Time was pressing on though and one of the bands that I really wanted to see were due to start, so we gave each room an appropriate amount of awe and appreciation and then made it out to the gravel for some more nourishment and folk, this time presented by the Shiverin’ Sheikhs and who doesn’t like rockabilly? Good times continued.

The third dram of today’s big line up was Bowmore 25. Again, the age of the dram brought a sugary sweetness, with a light almond and smoky nose. The taste matched the nose exactly but brought an increasingly spicy note and warmth to the smoky tickle. It had a fairly mid length finish that didn’t quite fill the mouth and stood as a very well rounded dram – all the key players bring their A-game for this dram. 8.3/10

Double Dramming

Double Dramming

The penultimate dram of the day was the 2014 release of the Lagavulin Distillers Edition. I’m a big fan of Lagavulin and was looking forward to tasting something different from them and this beast delivered. It had that distinctive Lagavulin coastal air and peat smoke, with a hint of sweetness. It certainly had the most ashen-tasting smoke of the Islay offerings of the day and had an underlying toffee taste and finish. It may have just been the fact that I’d been on the peat on all day, but this felt like a Lagavulin light, if such a thing could exist. As the effects of the day were making me more lyrical, my notes ended by stating that “the brakes aren’t on, it’s just a Lagavulin in cruise control. Possibly more rounded than its 16 year old counterpart. 8.7/10.” Ah well. I was having fun. Clearly.

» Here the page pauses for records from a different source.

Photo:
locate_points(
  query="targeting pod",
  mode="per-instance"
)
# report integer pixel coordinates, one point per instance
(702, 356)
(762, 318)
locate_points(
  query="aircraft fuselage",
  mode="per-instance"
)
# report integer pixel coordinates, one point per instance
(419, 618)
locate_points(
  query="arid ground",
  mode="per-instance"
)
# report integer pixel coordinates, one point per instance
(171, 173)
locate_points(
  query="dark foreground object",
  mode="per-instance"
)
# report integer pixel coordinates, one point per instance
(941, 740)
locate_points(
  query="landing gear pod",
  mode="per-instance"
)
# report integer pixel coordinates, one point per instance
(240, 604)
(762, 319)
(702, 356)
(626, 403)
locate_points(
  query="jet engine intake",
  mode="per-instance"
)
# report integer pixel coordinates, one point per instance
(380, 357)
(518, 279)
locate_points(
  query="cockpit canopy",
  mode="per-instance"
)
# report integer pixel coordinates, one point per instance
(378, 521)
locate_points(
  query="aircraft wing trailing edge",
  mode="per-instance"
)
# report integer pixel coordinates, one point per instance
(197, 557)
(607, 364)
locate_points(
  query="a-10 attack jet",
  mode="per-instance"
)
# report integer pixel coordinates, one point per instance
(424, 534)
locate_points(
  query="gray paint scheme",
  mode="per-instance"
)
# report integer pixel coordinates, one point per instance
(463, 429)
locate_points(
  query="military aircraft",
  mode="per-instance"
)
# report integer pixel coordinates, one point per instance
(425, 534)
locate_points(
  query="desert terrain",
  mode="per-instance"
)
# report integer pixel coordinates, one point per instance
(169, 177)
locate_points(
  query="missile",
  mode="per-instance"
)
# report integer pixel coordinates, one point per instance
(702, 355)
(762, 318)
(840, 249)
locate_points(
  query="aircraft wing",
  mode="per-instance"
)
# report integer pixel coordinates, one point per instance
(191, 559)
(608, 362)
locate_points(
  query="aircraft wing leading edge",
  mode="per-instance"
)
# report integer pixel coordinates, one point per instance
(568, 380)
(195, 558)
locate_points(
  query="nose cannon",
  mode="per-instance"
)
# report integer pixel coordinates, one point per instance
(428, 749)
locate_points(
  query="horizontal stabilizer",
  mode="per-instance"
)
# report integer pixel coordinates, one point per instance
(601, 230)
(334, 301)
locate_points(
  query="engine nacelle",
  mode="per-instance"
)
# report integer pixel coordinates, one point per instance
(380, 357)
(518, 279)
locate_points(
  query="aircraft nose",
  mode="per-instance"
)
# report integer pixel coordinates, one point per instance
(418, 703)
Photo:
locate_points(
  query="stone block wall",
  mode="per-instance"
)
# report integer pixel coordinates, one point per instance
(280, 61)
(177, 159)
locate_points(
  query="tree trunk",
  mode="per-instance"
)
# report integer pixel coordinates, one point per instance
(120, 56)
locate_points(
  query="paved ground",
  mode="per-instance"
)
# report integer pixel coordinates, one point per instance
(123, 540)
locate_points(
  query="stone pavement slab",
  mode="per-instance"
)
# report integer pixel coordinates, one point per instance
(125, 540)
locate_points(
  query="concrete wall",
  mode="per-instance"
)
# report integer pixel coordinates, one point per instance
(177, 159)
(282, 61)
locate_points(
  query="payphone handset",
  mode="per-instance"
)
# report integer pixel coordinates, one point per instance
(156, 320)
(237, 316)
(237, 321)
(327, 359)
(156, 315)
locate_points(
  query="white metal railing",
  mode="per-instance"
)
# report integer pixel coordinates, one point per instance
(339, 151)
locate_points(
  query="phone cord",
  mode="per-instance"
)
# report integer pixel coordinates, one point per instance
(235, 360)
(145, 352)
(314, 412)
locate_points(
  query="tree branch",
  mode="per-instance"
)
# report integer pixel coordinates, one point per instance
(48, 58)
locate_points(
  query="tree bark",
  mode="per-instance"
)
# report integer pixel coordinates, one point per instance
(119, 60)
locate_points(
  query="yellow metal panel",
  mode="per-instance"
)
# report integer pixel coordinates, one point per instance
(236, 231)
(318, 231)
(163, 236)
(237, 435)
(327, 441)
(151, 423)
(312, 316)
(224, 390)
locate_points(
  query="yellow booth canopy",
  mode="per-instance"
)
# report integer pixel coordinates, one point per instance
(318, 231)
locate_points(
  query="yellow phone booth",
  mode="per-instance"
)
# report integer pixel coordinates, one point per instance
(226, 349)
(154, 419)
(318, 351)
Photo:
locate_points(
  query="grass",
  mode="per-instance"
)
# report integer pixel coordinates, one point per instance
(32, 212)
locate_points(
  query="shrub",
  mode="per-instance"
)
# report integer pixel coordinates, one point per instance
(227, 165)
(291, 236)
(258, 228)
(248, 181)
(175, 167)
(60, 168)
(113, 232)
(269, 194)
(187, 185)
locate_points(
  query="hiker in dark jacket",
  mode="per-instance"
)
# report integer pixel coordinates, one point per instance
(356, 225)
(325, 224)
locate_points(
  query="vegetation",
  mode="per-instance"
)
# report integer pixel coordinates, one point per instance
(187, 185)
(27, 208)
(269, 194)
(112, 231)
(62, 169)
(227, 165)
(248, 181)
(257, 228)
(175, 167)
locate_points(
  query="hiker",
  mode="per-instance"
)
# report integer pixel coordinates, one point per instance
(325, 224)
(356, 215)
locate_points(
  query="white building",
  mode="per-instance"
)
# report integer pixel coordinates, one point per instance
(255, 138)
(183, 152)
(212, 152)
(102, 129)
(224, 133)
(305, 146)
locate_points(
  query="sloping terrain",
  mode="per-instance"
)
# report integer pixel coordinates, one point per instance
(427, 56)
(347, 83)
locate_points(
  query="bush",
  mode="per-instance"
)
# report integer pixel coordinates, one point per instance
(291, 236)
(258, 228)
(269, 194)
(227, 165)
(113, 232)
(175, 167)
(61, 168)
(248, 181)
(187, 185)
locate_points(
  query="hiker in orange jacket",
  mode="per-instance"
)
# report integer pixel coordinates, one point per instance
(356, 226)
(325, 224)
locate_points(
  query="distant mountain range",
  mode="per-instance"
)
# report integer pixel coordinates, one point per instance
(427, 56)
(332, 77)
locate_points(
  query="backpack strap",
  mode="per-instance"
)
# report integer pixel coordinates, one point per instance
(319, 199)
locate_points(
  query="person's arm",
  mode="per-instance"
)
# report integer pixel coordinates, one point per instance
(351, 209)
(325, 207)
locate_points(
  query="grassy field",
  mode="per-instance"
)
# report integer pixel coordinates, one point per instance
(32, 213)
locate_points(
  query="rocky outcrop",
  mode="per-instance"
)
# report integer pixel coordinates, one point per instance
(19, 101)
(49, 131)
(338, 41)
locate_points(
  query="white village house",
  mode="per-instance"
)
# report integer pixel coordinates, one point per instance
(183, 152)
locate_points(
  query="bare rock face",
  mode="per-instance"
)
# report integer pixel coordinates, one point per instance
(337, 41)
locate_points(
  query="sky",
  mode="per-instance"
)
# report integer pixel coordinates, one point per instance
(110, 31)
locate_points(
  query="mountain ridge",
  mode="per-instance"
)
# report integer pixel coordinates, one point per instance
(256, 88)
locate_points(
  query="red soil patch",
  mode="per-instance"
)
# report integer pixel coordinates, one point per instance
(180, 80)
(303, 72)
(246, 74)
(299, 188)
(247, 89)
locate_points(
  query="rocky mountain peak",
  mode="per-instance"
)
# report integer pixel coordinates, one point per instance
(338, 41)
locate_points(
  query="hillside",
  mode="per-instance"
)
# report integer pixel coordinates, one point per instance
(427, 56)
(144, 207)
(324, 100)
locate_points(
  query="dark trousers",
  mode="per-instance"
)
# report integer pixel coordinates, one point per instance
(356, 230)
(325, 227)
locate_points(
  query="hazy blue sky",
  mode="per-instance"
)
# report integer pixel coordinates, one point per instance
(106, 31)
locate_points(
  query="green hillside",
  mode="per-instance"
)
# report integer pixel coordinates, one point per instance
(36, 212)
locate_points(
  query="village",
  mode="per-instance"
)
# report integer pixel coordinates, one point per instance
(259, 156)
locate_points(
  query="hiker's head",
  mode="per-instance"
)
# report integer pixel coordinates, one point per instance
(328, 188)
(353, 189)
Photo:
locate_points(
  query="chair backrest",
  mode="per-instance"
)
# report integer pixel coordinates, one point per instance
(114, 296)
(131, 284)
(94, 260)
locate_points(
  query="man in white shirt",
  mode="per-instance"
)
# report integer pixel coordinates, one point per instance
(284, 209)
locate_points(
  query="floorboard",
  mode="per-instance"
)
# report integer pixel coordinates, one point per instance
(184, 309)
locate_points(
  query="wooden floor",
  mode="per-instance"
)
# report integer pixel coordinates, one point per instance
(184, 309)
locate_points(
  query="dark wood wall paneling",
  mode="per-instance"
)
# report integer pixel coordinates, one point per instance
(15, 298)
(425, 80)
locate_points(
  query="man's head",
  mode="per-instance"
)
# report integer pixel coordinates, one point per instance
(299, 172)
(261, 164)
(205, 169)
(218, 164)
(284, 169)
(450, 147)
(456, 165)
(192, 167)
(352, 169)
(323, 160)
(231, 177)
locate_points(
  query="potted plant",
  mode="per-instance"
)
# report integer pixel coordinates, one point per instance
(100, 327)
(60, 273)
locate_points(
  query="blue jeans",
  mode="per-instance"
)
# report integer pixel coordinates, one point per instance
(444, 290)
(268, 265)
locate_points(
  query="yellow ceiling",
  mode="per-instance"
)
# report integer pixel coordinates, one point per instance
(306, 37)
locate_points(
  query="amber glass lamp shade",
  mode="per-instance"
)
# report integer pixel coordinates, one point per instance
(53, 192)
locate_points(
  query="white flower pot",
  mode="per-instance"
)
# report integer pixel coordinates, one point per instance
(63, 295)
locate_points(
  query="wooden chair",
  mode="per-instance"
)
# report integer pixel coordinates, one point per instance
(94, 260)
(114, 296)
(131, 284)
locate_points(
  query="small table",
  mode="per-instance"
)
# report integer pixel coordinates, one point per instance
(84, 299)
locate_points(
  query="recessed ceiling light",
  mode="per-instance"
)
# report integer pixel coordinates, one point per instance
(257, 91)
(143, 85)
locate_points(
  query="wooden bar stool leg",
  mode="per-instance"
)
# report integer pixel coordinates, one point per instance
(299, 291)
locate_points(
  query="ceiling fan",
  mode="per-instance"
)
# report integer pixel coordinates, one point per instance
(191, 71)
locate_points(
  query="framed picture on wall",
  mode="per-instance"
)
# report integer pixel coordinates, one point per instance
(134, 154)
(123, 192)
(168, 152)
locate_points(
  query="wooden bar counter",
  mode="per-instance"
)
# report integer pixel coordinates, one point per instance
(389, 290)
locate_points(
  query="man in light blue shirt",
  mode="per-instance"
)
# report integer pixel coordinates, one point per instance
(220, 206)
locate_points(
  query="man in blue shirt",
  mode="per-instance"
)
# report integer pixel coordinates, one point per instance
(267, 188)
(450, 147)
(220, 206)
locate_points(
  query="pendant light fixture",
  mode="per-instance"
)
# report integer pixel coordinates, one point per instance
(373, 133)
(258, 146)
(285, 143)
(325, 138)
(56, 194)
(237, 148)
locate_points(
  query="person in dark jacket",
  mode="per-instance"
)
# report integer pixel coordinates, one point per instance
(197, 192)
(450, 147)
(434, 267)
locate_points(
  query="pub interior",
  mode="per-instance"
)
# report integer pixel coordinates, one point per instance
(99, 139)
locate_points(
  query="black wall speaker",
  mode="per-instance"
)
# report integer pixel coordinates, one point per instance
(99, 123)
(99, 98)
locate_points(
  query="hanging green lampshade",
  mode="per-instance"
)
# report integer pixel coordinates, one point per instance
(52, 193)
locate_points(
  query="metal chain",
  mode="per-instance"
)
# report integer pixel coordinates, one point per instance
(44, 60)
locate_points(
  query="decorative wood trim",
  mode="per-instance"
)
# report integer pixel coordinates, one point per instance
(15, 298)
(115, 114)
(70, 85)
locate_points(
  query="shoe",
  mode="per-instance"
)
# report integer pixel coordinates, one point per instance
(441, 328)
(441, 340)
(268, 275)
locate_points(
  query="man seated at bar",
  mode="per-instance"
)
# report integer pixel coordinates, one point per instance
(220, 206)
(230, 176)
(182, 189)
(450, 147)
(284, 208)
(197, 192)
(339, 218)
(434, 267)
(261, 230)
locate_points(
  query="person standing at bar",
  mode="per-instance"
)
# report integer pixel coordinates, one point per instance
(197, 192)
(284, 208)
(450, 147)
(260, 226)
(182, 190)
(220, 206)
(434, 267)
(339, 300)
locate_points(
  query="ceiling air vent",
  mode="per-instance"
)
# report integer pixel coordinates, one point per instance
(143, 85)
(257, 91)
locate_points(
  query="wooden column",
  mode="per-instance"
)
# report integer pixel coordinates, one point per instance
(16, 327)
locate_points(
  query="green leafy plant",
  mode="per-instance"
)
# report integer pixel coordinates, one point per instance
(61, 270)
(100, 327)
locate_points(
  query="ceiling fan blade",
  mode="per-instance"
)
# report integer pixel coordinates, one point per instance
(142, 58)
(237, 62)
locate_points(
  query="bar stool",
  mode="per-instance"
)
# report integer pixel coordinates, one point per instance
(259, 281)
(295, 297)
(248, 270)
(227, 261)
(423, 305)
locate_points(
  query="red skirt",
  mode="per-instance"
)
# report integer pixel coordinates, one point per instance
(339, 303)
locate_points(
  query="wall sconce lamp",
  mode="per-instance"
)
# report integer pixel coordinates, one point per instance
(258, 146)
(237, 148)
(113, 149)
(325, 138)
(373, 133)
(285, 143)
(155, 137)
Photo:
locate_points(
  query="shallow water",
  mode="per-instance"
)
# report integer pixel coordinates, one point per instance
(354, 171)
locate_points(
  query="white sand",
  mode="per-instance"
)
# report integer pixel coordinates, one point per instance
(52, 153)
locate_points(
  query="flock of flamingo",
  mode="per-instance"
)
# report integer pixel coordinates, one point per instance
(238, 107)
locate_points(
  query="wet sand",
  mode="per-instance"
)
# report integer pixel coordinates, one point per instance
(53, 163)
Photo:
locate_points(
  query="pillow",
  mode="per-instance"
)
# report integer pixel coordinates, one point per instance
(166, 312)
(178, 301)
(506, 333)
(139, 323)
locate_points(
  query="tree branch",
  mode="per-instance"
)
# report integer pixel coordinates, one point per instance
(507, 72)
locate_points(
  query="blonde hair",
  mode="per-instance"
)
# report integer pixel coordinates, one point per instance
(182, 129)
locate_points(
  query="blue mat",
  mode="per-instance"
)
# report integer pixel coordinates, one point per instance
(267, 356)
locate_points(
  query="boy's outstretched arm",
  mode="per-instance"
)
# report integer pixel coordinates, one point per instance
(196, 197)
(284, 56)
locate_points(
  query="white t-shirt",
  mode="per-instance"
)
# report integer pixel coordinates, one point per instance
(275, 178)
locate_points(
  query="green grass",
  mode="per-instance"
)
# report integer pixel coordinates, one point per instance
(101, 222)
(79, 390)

The final dram was the most local of all of the offerings, because I tried some of the mysterious “Living Cask” by Loch Fyne Whiskies’ own store. This is a batch of whisky that is made in-store and constantly evolves as the proprietors cook up their own blend using a recipe of their own choosing – one which they were not willing to divulge at any point. Given the description of the process, it was no surprise that the nose delivered all sorts of elements whilst not having anything too distinctive. The mystery continued with the taste, which was surprisingly light with a delicate peppery kick which disappeared quite quickly. It might have been because I had spoiled myself during the day and had been on some fairly big hitters, but this didn’t really do it for me. It was great to take part in part of a whisky legend (see Ian Buxton’s 101 Legendary Whiskies…) but overall it was just a pleasant dram with nothing much to write home about the taste itself. 5.5/10.

[I must add though that I did go to the store the following day and sampled their “Living Cask 1745”, which is their own peaty, Islay-centric blend and that did deliver the goods for me. A great balance of fairly delicate peat smoke and silky sweetness. 8.0/10]



Sandwiching these drams with fine food and Fyne Ales made for another fantastic and enjoyable day, and the weather played along nicely and made for a wonderful climax as Skerryvore closed the proceedings. [I would heartily recommend their Decade album, and the Bruichladdich Skerryvore Decade cask strength single malt that was exclusively released for band, should you manage to get your hands on it!] It was a great send-off to a great, local, fun and friendly festival and I for one will certainly be returning.